0007 — the libav-direct engine + the ffmpeg-wasi project¶
Status: DRAFT / SCOPING (the design for the WASM media engine afmpeg drives. Pivots away from "compile the ffmpeg CLI to wasm" — see §1. Supersedes spec 0002. Review before building.) Date: 2026-06-28 Parent: 0001-afmpeg.md; supersedes 0002-wasm-build-pipeline.md Owns: R-AF-3 (the codec/filter set, reframed), R-AF-6 (reproducible build), R-AF-10 (licence variants)
1. Why this supersedes 0002 (the pivot)¶
Spec 0002 assumed we'd compile the ffmpeg CLI to wasm (adapting go-ffmpreg). Research (recorded in 0001 §9 and the session decision log) found that path is a dead end for a security-first, current-FFmpeg, CGO-free tool:
- go-ffmpreg pins FFmpeg n5.1, which is end-of-life (the 5.1 branch ended at n5.1.10; current is n8.x). Shipping an EOL media decoder is a non-starter.
- FFmpeg 7.0+ rewrote the
ffmpegCLI to be multithreaded (fftools/ffmpeg_sched.c;ffmpeg_deps="… threads"). It cannot be built without threads, and wazero implements the threads instructions (atomics) but notwasi-threadsthread-*spawn* — so the modern CLI can't run on wazero. Switching to a thread-capable runtime (Wasmtime, etc.) means CGO, which forfeits afmpeg's entire reason to exist (R-AF-1).
The way under the wall: the threading is only in fftools (the CLI). The libav*
libraries build to wasm32-wasi single-threaded with no trouble. So instead of the
CLI, we link the libraries directly and drive them with our own thin C program. This was
spike-proven (2026-06-28): FFmpeg n8.1.2 libav* compiled to wasm, a C driver
linked them, and it ran under wazero (with afmpeg's existing setjmp/longjmp env module),
reporting version_info: n8.1.2 and a working codec/muxer/filter API.
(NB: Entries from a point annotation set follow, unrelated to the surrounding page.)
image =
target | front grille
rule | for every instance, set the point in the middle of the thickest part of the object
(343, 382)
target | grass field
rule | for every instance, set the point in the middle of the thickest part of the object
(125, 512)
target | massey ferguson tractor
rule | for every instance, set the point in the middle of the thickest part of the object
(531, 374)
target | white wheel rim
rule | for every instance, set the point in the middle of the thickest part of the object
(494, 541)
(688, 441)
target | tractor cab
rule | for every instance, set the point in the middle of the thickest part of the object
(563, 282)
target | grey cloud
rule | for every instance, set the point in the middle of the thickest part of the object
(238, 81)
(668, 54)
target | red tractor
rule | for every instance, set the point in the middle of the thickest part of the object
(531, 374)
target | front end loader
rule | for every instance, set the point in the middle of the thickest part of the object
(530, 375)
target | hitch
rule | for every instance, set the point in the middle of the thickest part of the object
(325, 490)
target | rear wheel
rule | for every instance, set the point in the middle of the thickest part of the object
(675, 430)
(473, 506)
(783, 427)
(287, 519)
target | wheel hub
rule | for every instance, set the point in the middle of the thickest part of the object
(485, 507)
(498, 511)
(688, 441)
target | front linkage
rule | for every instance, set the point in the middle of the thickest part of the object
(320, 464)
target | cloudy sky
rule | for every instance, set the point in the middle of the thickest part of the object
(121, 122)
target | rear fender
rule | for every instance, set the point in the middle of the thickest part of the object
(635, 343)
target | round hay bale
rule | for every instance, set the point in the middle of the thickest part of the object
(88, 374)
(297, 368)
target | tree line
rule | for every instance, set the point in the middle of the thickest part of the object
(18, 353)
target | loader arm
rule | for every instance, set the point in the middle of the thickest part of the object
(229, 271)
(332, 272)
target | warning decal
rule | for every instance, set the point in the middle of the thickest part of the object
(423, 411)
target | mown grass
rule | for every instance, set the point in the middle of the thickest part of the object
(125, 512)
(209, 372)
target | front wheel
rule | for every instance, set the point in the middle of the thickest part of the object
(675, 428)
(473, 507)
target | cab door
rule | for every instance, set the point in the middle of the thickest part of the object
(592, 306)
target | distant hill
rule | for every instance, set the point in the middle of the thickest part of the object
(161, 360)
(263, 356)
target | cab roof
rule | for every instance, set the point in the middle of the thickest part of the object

This gives us current FFmpeg, on pure-Go wazero, CGO-free — and makes us the reference for server-side (WASI) FFmpeg, since the CLI wall stops everyone else.
2. Two repositories (the architecture)¶
┌─ ffmpeg-wasi (NEW repo) ───────────────────────────┐ ┌─ afmpeg (this repo, permissive) ──────┐
│ libav* (current FFmpeg) + codec deps │ │ Runtime.Run(fs, args…) + vfs + env │
│ + OUR C driver: a JSON job-spec → libav │ ───► │ Command builder → driver job spec │
│ (demux/decode/filter/encode/mux), single-thread │ .wasm│ WithModuleURL(<artifact>, WithSHA256) │
│ → driver.wasm release artifact (LGPL + GPL) │ │ (Run stays generic for any module) │
└─────────────────────────────────────────────────────┘ └────────────────────────────────────────┘
The interface between them is the job-spec vocabulary (§4) — a versioned compatibility surface, not "arbitrary ffmpeg CLI args."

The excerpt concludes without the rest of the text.